Using samples collected at the trial’s start, the team assessed the levels of inflammatory biomarkers in 59 PPMS patients, and compared them with 40 untreated people with early RRMS and 21 healthy individuals, who served as controls.

After adjusting the data according to age and sex, results showed that PPMS patients had increased levels of nine inflammatory biomarkers compared with the healthy controls.

These markers were about 1–2.5 times higher in PPMS patients and included the chemokine ligand-3 (CCL-3), CXC chemokine ligand-8 (CXCL8), CXCL10, interleukin-10 (IL-10), IL-12p40, IL-15, IL-17, lymphotoxin-alpha (LT-alpha), tumor necrosis factor-alpha (TNF-alpha), and vascular endothelial growth factor A (VEGF-A).

The biomarkers also were significantly higher in RRMS patients compared with healthy participants.

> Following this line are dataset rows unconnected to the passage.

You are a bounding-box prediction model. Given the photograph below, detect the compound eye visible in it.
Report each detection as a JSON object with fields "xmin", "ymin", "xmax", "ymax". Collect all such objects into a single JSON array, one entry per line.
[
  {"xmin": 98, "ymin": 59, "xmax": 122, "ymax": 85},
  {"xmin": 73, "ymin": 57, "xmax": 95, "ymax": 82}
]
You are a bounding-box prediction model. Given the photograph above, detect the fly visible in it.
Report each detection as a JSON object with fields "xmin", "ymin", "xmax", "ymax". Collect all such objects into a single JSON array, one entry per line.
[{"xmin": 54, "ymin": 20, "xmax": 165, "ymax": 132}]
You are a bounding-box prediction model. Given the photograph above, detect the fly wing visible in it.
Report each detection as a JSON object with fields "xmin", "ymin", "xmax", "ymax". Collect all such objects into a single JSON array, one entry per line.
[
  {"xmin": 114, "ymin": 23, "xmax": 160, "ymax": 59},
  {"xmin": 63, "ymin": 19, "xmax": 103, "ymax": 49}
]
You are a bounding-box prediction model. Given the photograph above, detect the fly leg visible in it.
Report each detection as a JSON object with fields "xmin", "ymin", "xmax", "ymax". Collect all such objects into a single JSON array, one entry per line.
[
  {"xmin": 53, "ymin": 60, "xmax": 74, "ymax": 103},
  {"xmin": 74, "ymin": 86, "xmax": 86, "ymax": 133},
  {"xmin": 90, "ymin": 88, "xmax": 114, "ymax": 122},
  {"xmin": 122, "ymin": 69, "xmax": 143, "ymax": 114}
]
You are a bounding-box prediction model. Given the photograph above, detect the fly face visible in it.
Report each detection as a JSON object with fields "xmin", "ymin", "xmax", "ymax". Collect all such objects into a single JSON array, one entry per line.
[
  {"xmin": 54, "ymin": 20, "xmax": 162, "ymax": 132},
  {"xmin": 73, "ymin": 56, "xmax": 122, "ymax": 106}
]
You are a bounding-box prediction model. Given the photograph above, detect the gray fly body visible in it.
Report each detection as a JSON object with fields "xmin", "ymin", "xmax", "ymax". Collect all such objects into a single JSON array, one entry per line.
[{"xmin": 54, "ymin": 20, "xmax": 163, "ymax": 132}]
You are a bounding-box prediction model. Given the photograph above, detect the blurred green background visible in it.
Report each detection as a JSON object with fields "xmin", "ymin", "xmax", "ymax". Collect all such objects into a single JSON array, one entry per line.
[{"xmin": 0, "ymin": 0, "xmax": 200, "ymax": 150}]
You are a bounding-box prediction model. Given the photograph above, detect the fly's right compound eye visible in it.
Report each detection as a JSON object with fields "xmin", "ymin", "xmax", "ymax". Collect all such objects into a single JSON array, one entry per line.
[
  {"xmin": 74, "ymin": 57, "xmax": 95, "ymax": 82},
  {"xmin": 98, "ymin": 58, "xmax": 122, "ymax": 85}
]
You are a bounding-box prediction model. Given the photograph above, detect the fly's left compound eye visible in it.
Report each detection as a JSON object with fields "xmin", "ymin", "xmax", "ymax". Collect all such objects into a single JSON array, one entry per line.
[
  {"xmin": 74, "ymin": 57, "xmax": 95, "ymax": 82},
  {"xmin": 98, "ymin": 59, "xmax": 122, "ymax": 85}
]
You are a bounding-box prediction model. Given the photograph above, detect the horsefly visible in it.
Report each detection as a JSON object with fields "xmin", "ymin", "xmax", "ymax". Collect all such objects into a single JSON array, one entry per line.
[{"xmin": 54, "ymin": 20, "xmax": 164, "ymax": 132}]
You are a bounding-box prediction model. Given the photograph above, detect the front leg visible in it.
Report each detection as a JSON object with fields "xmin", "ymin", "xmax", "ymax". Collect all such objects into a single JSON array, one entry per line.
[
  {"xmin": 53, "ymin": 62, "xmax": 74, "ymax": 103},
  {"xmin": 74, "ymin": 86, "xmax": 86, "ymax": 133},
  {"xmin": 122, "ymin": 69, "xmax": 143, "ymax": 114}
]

Most had similar elevations in PPMS and RRMS patients, but IL-12p40, IL-17, TNF-alpha, and LT-alpha were even higher in RRMS than in PPMS.

In addition, RRMS patients had elevations in other inflammatory molecules — CCL-22, interferon-gamma, and IL-27 — and a reduction in IL-7. These molecules were not changed in PPMS compared with healthy participants.

The team then assessed whether the inflammatory biomarkers had any correlation with markers of disease activity and severity in PPMS patients. While most cytokines were closely correlated with each other, only IL-15 was found to be significantly, although weakly, associated with CSF markers of nerve damage and demyelination.

Also, none of the inflammatory molecules correlated with MRI measures of one-year disease activity and severity, including new and enlarging lesions, lesion volume, myelin density in lesions, and brain volume.

In conclusion, the researchers found “clear evidence of ongoing [CSF] inflammation” in people with PPMS patients, but this was “not associated with the extent of neuroaxonal injury, demyelination, and disease severity,” they wrote.